Assim sendo, e estando o nosso sistema de controlo da constitucionalidade ‘limitado quase exclusivamente aos actos de carácter normativo, com exclusão dos actos de outra natureza (actos políticos, actos administrativos, actos judiciais em si mesmos)’ (J. J. Gomes Canotilho/Vital Moreira, Constituição da Republica Portuguesa Anotada, 3ª Ed., Coimbra Editora, 1993, p.983), não pode ter-se por adequadamente suscitada, durante o processo, uma qualquer questão de inconstitucionalidade normativa.

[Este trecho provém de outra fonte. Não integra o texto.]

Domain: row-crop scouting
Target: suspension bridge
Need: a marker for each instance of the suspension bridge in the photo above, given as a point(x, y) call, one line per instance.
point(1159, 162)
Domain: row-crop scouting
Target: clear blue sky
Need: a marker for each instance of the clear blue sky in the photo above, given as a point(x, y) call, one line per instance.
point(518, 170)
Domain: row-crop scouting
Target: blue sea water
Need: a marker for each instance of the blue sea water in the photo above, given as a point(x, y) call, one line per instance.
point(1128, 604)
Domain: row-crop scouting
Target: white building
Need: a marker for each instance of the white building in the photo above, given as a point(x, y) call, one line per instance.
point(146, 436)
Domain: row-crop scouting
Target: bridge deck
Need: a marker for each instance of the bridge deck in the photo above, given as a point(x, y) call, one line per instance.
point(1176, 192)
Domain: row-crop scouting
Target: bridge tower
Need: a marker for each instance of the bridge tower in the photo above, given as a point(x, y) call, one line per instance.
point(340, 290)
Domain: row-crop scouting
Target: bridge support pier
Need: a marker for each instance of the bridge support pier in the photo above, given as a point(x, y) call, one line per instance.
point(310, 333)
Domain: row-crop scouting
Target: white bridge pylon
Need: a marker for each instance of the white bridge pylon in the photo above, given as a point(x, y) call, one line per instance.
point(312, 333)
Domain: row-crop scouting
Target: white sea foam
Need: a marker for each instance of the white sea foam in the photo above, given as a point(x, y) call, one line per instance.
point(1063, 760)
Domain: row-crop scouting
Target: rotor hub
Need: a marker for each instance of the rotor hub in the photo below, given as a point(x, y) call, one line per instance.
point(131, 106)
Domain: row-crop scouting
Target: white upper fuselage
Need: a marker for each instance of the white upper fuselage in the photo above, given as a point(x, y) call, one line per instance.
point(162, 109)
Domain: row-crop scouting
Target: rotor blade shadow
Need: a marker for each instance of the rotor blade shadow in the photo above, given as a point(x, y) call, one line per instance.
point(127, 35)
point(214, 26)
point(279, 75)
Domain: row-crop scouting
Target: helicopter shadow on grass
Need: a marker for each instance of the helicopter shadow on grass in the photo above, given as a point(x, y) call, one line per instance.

Neste sentido, unânime na jurisprudência constitucional, veja-se, por exemplo, o Acórdão n.º 199/98, publicado no Diário da República, II Série, de 28 de Março de 1989.
5. É certo, porém, que no requerimento de interposição de recurso - momento já não idóneo para suscitar questões de constitucionalidade não antes colocadas perante o tribunal recorrido - se invoca pela primeira vez a inconstitucionalidade de uma outra norma, nos precisos termos que se transcrevem e que intendem justificar a sua anterior não impugnação:
‘(...) excepto quanto à pela primeira vez aplicada nestes autos disposição do art. 72.º, nº1 do C.P.T. cuja inconstitucionalidade - por consubstanciar óbvia, injustificada e totalmente desproporcionada denegação do acesso à Justiça e aos Tribunais - manifestamente só no presente requerimento (primeiro momento processual após o proferimento do Acórdão recorrido) poderia ser suscitada, como agora o é.’
Pretende o recorrente justificar o desvio ao ónus de suscitar a questão de constitucionalidade durante o processo, reconhecido na jurisprudência constitucional, alegando não ter disposto de oportunidade processual para tal suscitação – designadamente, porque a última decisão recorrida aplica uma norma, ou interpreta-a, de forma insólita e inesperada (cfr., por exemplo, o Acórdão n.º 479/89, publicado no Diário da República, II série, de 24 de Abril de 1992).
Diga-se, todavia, que, em face do teor da decisão recorrida, o que se afigura ‘insólito e inesperado’, no presente caso, é verdadeiramente a impugnação, em via de recurso, da inconstitucionalidade da norma do artigo 72º, n.º 1 do Código de Processo do Trabalho, uma vez que tal decisão omite qualquer referência a esta norma.
Dir-se-á que pode ainda aplicar-se uma norma, não a identificando: supondo que um certo efeito ou consequência jurídica só pode imputar-se a uma norma, será então possível concluir que tal norma foi aplicada.
Todavia, tendo em conta a redacção da norma impugnada (‘A arguição de nulidade da sentença é feita no requerimento de interposição do recurso’), a decisão recorrida (do Supremo Tribunal de Justiça, proferida em recurso de acórdão do Tribunal da Relação de Lisboa), e a total omissão de controvérsia, nessa decisão, quanto ao momento azado para suscitar nulidades (de resto não identificadas face ao artigo 668º do Código de Processo Civil, para onde aquela norma remete – cfr. Alberto Leite Ferreira, Código de Processo do Trabalho anotado, 4ª ed., Coimbra, 1996, pág. 358), não se vê como poderia ter-se tal norma por aplicada (pela primeira vez e de forma alegadamente ‘insólita e inesperada’) na decisão recorrida.